Wednesday, February 08, 2006

From Fifteen Sermons Preached Before the University of Oxford
by Venerable John Henry Newman

What is called Philosophy, Wisdom, or Enlargement of mind, has some intimate dependence upon the acquisition of Knowledge; and Scripture seems to say the same thing. "God gave Solomon," says the inspired writer, "wisdom and understanding, exceeding much, and largeness of heart even as the sand that is on the sea shore ... And he spake three thousand proverbs, and his songs were a thousand and five. And he spake of trees, from the cedar-tree that is in Lebanon, even unto the hyssop that springeth out of the wall. He spake also of beasts and of fowl, and of creeping things and of fishes." And again, when the Queen of Sheba came, "Solomon told her all her questions; there was not any thing hid from the king, which he told her not." And in like manner St. Paul, after speaking of the Wisdom of the perfect, calls it a revelation, a knowledge, of the things of God, such as the natural man "discerneth" not. And in another Epistle, evidently speaking of the same Wisdom, he prays that his brethren may be given to "comprehend with all saints what is the breadth and length and depth and height, and to know the love of Christ which passeth knowledge, that they might be filled with all the fulness of God."
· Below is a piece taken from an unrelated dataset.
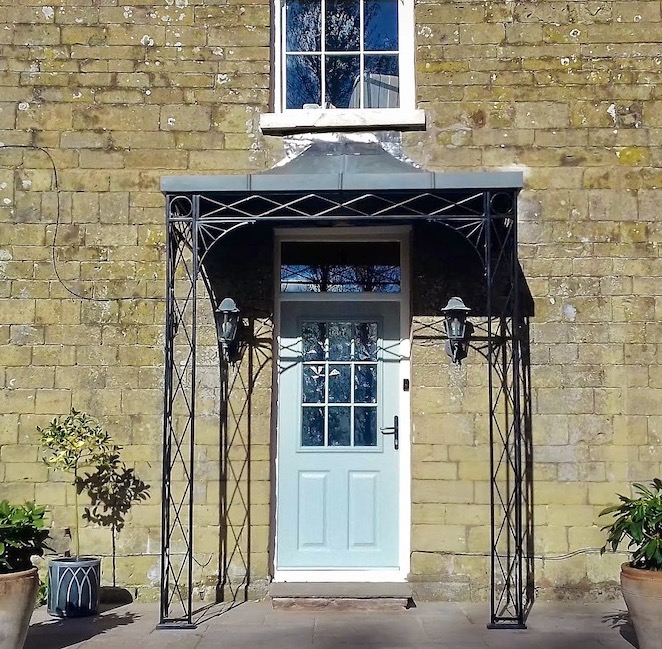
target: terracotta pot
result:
[0,568,39,649]
[621,563,662,649]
However, a very little consideration will make it plain also, that knowledge itself, though a condition of the mind's enlargement, yet, whatever be its range, is not that very thing which enlarges it. Rather the foregoing instances show that this enlargement consists in the comparison of the subjects of knowledge one with another. We feel ourselves to be ranging freely, when we not only learn something, but when we also refer it to what we knew before. It is not the mere addition to our knowledge which is the enlargement, but the change of place, the movement onwards, of that moral centre, to which what we know and what we have been acquiring, the whole mass of our knowledge, as it were, gravitates. And therefore a philosophical cast of thought, or a comprehensive mind, or wisdom in conduct or policy, implies a connected view of the old with the new; an insight into the bearing and influence of each part upon every other; without which there is no whole, and could be no centre. It is the knowledge, not only of things, but of their mutual relations. It is organized, and therefore living knowledge.